Pearl River     Mutual aid efforts have sprung up around the country during the pandemic. The Mutual Aid Network estimates there have been 100 groups organized in New York State alone with at least 800 nationally in cities of all shapes and sizes from Butte, Montana to Miami and places in between. A small group in New Orleans worked out of the warehouse that is part of the ACORN offices for some weeks, before moving to a larger space. The ACORN Union in the United Kingdom at one point in the early months of the pandemic had more than 700 of our members in different branches sign up to buy groceries and chase after prescriptions for ACORN and community members.

Mutual aid is much more than an emergency relief measure. Philosophically, the concept lies at the heart of understanding the strength of community bonds, and, politically, is a foundational principle underlying collective action and organization.

I found myself reading Peter Kropotkin’s late 19th century essays entitled Mutual Aid: A Factor in Evolution recently. Kropotkin was a great naturalist and anarchist, whose work and observations in Russia and elsewhere provided some of the underpinnings of communism. He offered mutual aid as a counterpoint to Darwin’s more competitive survival of the fittest, finding support for his theses not only in his observations of the natural world in Siberia and Northeast Asia, but historically in the experiences of the “commons,” the development of communities in Medieval Europe, especially the pre-industrial solidarity of workers’ guilds, and other examples of cooperation and cooperative societies, ranging from governing principles in Switzerland to life boat volunteerism and the solidarity of miners underground. He argued that these mutual aid cooperative and solidarity formations were destroyed by actions of state centralization.

Reading about the struggles of mutual aid work now a year into pandemic highlights the difference between mutual aid as a political organizing principle in communities and the role of volunteerism in contemporary mutual aid work. Organizers are presented as heroes in these efforts, and certainly their efforts have been both necessary and Herculean. Their struggles now are rooted in sustainability, because the pandemic isn’t ending and, with or without the current public health crisis, the needs are permanent. Volunteer mutual aid efforts are now trying to raise money in order to institutionalize their work, relieve burdens of early adapters, and provide ongoing service.
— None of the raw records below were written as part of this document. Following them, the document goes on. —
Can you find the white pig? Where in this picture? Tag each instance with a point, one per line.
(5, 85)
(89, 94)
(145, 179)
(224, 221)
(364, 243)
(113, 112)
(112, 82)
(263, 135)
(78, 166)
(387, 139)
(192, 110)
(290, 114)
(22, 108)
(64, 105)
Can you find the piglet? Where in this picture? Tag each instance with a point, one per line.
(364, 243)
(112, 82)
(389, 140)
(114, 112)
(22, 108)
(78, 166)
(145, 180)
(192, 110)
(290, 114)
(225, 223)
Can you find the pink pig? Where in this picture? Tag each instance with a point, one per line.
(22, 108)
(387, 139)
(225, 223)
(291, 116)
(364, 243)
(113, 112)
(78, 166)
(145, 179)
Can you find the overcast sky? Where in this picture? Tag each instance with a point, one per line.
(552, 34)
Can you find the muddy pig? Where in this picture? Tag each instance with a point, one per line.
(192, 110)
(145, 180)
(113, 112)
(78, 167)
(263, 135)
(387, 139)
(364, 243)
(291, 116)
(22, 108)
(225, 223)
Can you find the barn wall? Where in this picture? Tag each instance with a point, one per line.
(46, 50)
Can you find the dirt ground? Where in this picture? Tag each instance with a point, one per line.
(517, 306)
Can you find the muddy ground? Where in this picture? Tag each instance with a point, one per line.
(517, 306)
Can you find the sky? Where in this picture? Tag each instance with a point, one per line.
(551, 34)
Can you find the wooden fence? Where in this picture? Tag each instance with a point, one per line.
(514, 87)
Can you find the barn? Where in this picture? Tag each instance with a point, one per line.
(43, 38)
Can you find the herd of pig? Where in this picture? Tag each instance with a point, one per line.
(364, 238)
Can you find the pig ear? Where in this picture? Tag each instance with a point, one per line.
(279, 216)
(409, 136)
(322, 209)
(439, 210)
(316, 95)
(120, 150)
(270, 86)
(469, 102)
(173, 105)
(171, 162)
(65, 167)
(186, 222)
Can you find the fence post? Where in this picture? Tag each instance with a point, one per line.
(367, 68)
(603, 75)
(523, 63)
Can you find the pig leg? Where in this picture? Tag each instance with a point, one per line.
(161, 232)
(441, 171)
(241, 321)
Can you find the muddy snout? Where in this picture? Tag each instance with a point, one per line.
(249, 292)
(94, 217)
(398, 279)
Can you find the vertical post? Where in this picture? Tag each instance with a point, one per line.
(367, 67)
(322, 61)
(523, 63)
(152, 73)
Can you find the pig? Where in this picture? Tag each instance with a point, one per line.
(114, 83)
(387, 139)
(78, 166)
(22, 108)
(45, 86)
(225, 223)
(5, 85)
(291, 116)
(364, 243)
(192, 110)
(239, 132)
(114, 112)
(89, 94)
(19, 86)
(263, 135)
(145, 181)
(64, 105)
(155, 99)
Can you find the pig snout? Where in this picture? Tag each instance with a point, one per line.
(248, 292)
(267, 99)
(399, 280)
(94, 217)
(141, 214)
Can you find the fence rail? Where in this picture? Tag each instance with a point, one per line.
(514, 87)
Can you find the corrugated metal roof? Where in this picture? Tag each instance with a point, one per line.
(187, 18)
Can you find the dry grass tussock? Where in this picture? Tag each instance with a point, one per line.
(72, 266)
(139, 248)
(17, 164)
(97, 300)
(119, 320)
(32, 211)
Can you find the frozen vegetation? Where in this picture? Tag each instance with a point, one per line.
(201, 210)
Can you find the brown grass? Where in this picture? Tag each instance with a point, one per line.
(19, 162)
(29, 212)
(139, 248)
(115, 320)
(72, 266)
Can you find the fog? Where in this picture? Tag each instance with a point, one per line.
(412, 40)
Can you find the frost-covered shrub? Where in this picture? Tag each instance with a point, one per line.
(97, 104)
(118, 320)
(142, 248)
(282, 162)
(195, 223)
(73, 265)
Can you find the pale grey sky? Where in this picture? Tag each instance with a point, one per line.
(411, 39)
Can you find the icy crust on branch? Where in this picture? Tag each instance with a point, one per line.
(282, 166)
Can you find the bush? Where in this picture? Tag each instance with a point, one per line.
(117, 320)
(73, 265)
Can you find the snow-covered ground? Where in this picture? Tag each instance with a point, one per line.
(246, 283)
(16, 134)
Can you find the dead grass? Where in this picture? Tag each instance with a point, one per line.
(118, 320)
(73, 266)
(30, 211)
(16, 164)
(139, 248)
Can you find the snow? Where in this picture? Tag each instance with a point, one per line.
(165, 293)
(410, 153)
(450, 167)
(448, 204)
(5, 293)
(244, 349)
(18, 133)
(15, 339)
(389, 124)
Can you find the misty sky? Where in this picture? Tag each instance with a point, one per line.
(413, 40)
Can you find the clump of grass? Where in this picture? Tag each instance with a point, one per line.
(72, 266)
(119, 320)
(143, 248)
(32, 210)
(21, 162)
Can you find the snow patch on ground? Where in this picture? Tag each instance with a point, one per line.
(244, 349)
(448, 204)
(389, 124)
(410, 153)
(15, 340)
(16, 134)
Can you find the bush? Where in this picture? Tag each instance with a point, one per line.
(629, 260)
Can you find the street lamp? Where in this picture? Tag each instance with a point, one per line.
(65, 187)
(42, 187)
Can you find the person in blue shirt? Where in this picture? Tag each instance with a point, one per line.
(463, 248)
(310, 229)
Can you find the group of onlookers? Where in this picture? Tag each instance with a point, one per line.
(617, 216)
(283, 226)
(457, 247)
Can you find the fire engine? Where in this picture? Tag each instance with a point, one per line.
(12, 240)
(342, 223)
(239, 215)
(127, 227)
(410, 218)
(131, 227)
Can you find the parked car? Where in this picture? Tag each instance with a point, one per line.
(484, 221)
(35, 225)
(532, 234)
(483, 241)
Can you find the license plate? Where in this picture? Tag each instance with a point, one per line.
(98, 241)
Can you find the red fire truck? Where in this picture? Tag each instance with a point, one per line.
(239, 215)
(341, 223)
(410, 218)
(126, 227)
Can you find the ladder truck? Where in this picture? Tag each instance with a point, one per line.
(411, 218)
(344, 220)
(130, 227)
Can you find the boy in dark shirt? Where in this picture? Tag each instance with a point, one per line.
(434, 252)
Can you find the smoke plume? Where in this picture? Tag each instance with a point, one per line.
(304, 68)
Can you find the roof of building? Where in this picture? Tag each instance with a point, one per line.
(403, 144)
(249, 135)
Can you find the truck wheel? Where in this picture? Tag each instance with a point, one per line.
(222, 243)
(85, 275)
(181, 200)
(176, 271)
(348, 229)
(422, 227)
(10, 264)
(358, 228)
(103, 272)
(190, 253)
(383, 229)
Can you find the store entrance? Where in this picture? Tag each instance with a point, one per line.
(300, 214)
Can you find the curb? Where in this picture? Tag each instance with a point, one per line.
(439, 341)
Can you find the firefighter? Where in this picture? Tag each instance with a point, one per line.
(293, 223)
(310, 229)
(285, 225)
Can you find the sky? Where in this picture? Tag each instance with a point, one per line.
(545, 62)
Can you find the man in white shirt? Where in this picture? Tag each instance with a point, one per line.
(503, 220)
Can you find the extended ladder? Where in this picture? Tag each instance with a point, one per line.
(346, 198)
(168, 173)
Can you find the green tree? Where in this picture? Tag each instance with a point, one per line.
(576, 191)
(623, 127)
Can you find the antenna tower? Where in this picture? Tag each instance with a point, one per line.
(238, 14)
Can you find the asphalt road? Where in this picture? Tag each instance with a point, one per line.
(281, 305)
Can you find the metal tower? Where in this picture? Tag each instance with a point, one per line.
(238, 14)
All of this is understandable, but also draws the line distinctly between the tendency to social service, rather than truly community organization and the support that comes from mutual solidarity.

This current crisis underscores the stark difference between collective efforts versus individual initiatives. There is a difference between choosing to serve the community, which is certainly a good thing, and the permanence that comes from broader community organization and action that builds real power and forces change, institutionalizing and requiring everyone’s participation and involvement. The promise of mutual aid still rests on the community and its members for its future evolution, just as Kropotkin made the case more than 100 years ago from nature and history.